# Ordinary Least Squares

## Theory

The simple linear regression model can be written as follows

$$
y_t = \beta_0 + \beta_1 x_{t,1} + \beta_2 x_{t,2} + ... + \beta_p x_{t,k} + u_t
$$
or in vector form:
$$
\mathbf{y} = \mathbf{X}\mathbf{\beta} + \mathbf{u}
$$

where $\mathbf{y}$ and $\mathbf{u}$ are $T \times 1$ vectors containing the dependent variables and the errors of the $T$ observations, and $\mathbf{X}$ is an $T \times K$ matrix of independent variables.

$$
{\displaystyle \mathbf {X} ={\begin{bmatrix}X_{11}&X_{12}&\cdots &X_{1K}\\X_{21}&X_{22}&\cdots &X_{2K}\\\vdots &\vdots &\ddots &\vdots \\X_{T1}&X_{T2}&\cdots &X_{TK}\end{bmatrix}},\qquad {\boldsymbol {\beta }}={\begin{bmatrix}\beta _{1}\\\beta _{2}\\\vdots \\\beta _{K}\end{bmatrix}},\qquad \mathbf {y} ={\begin{bmatrix}y_{1}\\y_{2}\\\vdots \\y_{T}\end{bmatrix}}.}
$$


The OLS estimate minimizes the residual sum of squares (RSS):
$$
RSS = \sum_{t=1}^T (y_t - x_t'\beta)^2
$$

Hence, assuming that $(X'X)$ is non-singular (i.e. invertible), the OLS estimate is given by
$$
b = (X'X)^{-1}X'y
$$

From here, we can obtain our predicted values for the dependent variable $\hat{y}$ as
$$
\hat{y} = y - Xb
$$

and the OLS sample residuals
$$
\hat{u} = y - \hat{y} = y - Xb 
$$

To get the standard deviation for our estimator $b_j$, we use the formula
$$
\hat{\sigma_{b_j}} = \hat{\sigma} \sqrt{[(X'X)^{-1}]_{jj}} 
$$
where $jj$ indicates the $j^{th}$ diagonal element of the matrix. Using the full matrix gives us our variance covariance matrix.
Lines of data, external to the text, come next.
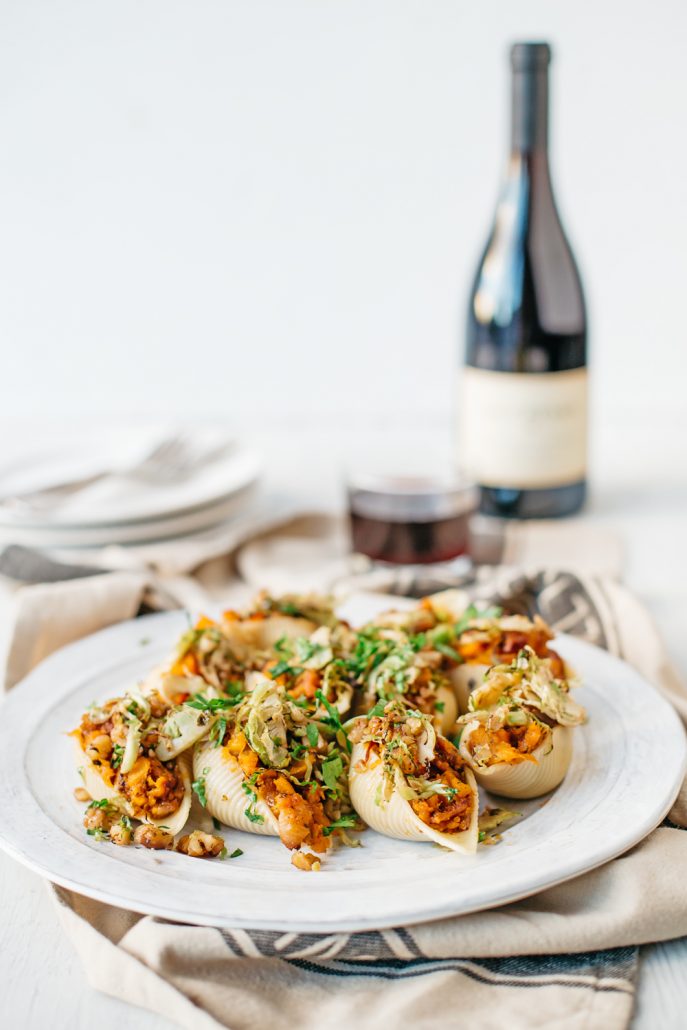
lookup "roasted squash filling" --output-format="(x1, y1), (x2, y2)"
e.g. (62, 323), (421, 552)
(225, 729), (332, 854)
(468, 721), (546, 766)
(410, 736), (475, 833)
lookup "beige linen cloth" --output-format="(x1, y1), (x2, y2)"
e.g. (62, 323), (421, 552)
(6, 516), (687, 1030)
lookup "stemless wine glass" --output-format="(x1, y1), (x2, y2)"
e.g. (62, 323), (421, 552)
(347, 473), (479, 574)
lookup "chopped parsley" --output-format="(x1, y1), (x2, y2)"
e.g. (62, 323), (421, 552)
(322, 755), (343, 794)
(322, 816), (357, 836)
(269, 660), (298, 680)
(209, 716), (227, 748)
(184, 691), (245, 712)
(85, 826), (109, 840)
(241, 774), (265, 823)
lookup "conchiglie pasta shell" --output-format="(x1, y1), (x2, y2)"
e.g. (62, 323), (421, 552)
(74, 741), (123, 815)
(221, 613), (317, 659)
(437, 686), (458, 736)
(76, 742), (193, 834)
(426, 587), (470, 622)
(459, 720), (573, 800)
(194, 742), (279, 836)
(151, 752), (193, 836)
(448, 661), (490, 715)
(349, 744), (479, 855)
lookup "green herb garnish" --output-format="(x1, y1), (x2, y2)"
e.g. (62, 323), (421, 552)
(191, 766), (210, 808)
(322, 816), (357, 836)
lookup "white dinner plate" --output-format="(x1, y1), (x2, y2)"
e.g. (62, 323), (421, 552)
(0, 483), (255, 551)
(0, 427), (261, 527)
(0, 595), (686, 932)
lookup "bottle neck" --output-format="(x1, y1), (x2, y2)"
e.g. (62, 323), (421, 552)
(511, 68), (549, 153)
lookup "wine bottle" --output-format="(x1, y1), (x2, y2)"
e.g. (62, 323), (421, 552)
(459, 43), (587, 518)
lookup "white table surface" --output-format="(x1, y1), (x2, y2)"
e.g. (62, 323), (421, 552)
(0, 428), (687, 1030)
The variance of the residuals is given by
$$
\hat{\sigma}^2 = \frac{1}{T-K} \hat{u}'\hat{u}
$$

Using those estimated parameters, we can perform a simple test for $H_0: \beta_j = 0$ using the t-statistic
$$
t = \frac{b_j}{\hat{\sigma_{b_j}}}
$$
and calculate the p-value using the t-distribution with $T-K$ degrees of freedom.
Remember that if the p-value is smaller than the significance level, we reject the null hypothesis.

## Coding OLS using Numpy

In [None]:
import numpy as np

When coding the OLS estimation, the key formula you want to implement is 
$$
b = (X'X)^{-1}X'y
$$

To do this, remember the following methods from Numpy:
- `np.linalg.inv()` to calculate the inverse of a matrix
- `np.dot()` or `@` to perform matrix multiplication
- `np.transpose()` or `.T` to transpose a matrix


In [None]:
# Lets first generate some data to run the regression on
x = np.arange(1000, dtype=float) # Generate 100 data points from 0 to 99

# Specify the relationship between x and y
y = 2 * x + 3

# Add some noise to the data
np.random.seed(0) # Always use the same seed for reproducibility
noise = np.random.normal(0, 100, x.shape)
y += noise

# Add a column of ones to x to account for the intercept in the linear regression
X = np.column_stack((np.ones(x.shape[0]), x)) # Add a column of ones to x

Code the OLS estimator using the generated data from the previous cell:

In [None]:
# Calculate the coefficients
b_hat = 

Now test the statistical significance of the coefficients using the t-statistic. 

In [None]:
# Calculate the residuals
u_hat = 

# Calculate the variance of the residuals

sigma2_hat = 

# Calculate the t-statistics for the coefficients
t_stat = 


To calculate the p-value, you can use the `scipy.stats` library extract values from the CDF of the t-distribution.

In [None]:
import scipy.stats as stats

# Calculate the p-values for the t-statistics
p_values = 2 * (1 - stats.t.cdf(np.abs(t_stat), df=T - K)) # Two-tailed test

print("p-values:", p_values)

## Writing a function to calculate OLS estimates


Write a function `OLS(X, y)` that takes in the independent variables and dependent variable and returns the OLS estimates, standard errors, t-statistics, and p-values for each coefficient. The function should also return the variance-covariance matrix of the estimates.

In [None]:
def OLS(X,y):

    return coefficients, standard_errors, t_stats, p_values

In [None]:
coefficients, standard_errors, t_stats, p_values = OLS(X,y)
print("Coefficients from OLS function:", coefficients)
print("t-statistics from OLS function:", t_stats)
print("p-values from OLS function:", p_values)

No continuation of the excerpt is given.